Politics

No need for 'sledgehammer' tax avoidance rules - Westpac

13:23 pm on 21 March 2018

Westpac is worried the government's attempted crackdown on multinational tax avoidance will act as a "sledgehammer" when an "ice pick" would do.

Photo: RNZ / Cole Eastham-Farrelly

Parliament is considering legislation designed to prevent international corporations paying artificially low tax bills.

Westpac's head of tax Jo Sawden told MPs on Wednesday the proposed law was poorly-targetted.

"For the most part, New Zealand taxpayers are very good - we want to pay our share of the tax - so there is only a small group that [Inland Revenue is] targetting.

"But what we've ended up with is legislation that could be a sledgehammer for something that you could use an ice pick for."

Inland Revenue (IRD) already knew which companies were complicit and should focus the rules on them specifically, she said.

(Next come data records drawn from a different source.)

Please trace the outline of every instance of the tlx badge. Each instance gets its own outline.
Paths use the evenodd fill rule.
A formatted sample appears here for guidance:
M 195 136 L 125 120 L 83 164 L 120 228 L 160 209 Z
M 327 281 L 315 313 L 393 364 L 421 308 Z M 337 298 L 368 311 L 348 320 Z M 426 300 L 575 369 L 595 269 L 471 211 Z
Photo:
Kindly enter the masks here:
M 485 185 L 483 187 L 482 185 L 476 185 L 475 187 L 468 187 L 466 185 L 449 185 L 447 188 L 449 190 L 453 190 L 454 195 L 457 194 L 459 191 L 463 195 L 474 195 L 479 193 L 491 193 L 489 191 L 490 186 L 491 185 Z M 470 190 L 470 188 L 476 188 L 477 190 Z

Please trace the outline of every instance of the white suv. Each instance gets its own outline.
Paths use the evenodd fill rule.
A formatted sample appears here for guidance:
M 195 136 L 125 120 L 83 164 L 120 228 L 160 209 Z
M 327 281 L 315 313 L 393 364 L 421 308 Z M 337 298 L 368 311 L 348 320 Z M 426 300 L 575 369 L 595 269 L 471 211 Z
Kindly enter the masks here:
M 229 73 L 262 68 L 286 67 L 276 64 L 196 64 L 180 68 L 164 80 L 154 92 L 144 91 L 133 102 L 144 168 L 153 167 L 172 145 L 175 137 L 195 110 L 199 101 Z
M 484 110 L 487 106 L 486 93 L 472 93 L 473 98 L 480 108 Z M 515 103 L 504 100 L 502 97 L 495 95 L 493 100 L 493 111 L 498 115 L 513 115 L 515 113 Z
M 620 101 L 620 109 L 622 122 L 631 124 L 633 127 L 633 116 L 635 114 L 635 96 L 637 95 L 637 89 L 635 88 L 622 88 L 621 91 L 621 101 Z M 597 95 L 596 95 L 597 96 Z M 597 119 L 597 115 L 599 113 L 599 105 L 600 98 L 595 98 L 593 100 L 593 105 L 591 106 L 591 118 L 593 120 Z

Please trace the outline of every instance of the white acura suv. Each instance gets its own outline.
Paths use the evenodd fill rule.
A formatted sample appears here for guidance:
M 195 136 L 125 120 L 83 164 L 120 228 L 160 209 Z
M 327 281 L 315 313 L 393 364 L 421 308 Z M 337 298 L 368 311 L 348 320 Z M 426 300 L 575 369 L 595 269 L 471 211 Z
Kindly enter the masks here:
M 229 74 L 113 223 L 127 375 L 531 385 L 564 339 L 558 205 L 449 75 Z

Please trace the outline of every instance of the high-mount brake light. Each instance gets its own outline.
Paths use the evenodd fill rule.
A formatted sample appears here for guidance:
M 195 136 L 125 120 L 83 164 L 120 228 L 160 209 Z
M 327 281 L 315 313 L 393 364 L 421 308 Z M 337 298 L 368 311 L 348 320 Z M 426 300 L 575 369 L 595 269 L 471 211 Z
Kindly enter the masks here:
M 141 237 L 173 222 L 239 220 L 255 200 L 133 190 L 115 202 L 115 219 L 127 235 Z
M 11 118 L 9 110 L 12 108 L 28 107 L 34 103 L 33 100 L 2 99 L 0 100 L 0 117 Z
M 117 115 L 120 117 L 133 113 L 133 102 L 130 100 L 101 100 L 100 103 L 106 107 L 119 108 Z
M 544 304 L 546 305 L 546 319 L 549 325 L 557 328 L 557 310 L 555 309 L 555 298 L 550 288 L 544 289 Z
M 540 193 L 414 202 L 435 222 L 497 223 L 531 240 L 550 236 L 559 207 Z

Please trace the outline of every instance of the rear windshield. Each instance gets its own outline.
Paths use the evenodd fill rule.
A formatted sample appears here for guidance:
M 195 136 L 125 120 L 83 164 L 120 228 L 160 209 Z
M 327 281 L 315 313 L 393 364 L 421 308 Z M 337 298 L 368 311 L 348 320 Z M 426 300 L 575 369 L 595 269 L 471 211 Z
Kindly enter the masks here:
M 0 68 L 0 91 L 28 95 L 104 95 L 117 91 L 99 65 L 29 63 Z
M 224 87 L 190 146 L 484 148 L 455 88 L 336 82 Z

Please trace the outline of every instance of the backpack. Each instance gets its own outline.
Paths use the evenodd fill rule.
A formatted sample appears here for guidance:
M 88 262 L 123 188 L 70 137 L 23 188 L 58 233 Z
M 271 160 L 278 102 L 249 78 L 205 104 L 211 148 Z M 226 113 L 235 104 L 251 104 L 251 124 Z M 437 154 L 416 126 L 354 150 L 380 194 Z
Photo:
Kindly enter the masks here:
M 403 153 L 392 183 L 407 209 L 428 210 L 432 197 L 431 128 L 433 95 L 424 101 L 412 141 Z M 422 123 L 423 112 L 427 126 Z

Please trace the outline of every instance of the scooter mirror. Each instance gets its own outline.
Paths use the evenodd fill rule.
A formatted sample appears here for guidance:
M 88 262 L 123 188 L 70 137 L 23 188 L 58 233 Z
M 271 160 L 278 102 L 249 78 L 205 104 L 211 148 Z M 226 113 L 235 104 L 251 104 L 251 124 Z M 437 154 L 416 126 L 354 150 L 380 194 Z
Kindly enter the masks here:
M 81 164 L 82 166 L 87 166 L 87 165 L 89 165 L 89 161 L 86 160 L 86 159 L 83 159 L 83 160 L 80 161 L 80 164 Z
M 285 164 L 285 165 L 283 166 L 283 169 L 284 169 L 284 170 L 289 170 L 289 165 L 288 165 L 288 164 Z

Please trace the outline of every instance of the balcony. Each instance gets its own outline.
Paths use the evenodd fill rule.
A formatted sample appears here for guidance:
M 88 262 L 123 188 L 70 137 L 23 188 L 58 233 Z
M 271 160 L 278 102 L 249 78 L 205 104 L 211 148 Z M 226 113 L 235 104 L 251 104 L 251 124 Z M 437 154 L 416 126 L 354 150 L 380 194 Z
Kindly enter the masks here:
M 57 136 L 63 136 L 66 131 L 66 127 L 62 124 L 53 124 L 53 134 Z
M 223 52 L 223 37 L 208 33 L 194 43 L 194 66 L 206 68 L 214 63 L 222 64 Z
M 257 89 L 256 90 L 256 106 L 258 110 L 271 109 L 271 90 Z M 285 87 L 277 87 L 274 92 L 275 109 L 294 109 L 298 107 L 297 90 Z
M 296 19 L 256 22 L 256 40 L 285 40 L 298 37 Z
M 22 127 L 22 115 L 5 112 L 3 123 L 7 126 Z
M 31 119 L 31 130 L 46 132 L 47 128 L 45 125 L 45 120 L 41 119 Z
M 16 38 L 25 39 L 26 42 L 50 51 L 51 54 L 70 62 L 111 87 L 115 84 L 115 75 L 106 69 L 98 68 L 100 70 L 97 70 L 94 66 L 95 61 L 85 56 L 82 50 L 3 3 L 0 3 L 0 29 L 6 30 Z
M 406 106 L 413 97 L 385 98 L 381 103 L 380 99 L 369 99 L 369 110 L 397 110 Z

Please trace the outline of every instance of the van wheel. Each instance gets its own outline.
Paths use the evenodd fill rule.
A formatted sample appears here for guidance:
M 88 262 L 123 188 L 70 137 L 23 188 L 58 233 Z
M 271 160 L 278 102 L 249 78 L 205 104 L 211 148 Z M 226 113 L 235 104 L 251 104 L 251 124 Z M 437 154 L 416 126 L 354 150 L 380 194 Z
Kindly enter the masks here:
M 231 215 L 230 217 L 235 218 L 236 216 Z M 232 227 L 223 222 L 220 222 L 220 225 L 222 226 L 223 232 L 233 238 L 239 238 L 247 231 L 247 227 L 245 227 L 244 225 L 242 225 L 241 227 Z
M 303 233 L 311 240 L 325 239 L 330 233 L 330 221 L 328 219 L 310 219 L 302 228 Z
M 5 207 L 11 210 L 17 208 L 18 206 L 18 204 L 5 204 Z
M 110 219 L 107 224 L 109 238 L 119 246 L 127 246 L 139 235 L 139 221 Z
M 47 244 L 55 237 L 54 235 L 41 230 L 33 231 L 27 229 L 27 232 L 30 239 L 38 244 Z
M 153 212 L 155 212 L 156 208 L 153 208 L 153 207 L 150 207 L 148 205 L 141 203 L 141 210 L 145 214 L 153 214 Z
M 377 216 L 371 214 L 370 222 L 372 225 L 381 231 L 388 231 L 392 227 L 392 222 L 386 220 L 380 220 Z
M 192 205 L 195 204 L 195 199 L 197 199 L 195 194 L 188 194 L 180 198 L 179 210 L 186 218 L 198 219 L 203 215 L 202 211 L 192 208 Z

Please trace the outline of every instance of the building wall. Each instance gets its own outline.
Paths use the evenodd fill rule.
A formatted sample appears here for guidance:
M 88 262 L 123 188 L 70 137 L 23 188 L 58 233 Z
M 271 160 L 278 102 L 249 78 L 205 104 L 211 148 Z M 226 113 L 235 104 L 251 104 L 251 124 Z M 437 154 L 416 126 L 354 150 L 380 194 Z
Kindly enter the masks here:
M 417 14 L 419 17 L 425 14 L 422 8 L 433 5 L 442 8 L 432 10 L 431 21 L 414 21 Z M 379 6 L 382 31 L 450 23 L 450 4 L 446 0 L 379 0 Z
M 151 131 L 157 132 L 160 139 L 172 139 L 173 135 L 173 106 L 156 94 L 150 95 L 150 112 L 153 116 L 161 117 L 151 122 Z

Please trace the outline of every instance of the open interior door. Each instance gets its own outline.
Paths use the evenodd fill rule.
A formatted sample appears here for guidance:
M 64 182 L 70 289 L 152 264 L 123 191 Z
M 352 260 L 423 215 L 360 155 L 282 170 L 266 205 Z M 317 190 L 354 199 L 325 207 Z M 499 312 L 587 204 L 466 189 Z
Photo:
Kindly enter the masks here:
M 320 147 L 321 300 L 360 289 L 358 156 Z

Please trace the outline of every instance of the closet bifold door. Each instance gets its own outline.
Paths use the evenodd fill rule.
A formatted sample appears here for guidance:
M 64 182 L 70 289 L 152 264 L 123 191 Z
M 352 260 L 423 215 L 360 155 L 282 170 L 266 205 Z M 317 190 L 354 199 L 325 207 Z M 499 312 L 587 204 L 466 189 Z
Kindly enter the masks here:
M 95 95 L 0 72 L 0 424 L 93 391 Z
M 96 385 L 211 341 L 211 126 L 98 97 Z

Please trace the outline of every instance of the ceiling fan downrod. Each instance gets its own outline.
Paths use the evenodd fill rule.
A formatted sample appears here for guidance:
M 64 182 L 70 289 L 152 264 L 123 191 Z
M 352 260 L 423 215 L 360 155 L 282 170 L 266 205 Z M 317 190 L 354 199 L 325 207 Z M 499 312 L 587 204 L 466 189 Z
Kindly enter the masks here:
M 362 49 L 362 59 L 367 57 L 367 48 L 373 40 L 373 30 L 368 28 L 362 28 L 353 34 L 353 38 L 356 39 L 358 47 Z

Jo Sawden at Parliament. Photo: RNZ / Craig McCulloch

"It could be as simple as saying that the rules apply where the lending entity is in a jurisdiction that has a low tax rate of say 15 percent or less."

Banks were "low-risk" for such behaviour as they were already heavily regulated by the Reserve Bank, she said.

"We don't think the global impact of these new rules have been totally thought-through."

BNZ also appeared before Parliament's Finance and Expenditure committee on Wednesday morning.

Head of taxation Campbell Rapley told MPs the bank's directors were most concerned about plans to expand IRD's information gathering powers.

Directors could be asked to hand over data about a client residing overseas, he said.

"If they ask us for that information and we give it to them, there could be ... privacy laws [in that country] that our directors are breaching."

Mr Rapley said that creates a "really difficult situation for the directors who have to choose which of the two criminal laws ... to break".

IRD should request the information directly from the international authorities, he said.

The legislation unanimously passed its first reading in Parliament in December.

The Finance and Expenditure committee is to report back on its findings in June before the bill's second reading.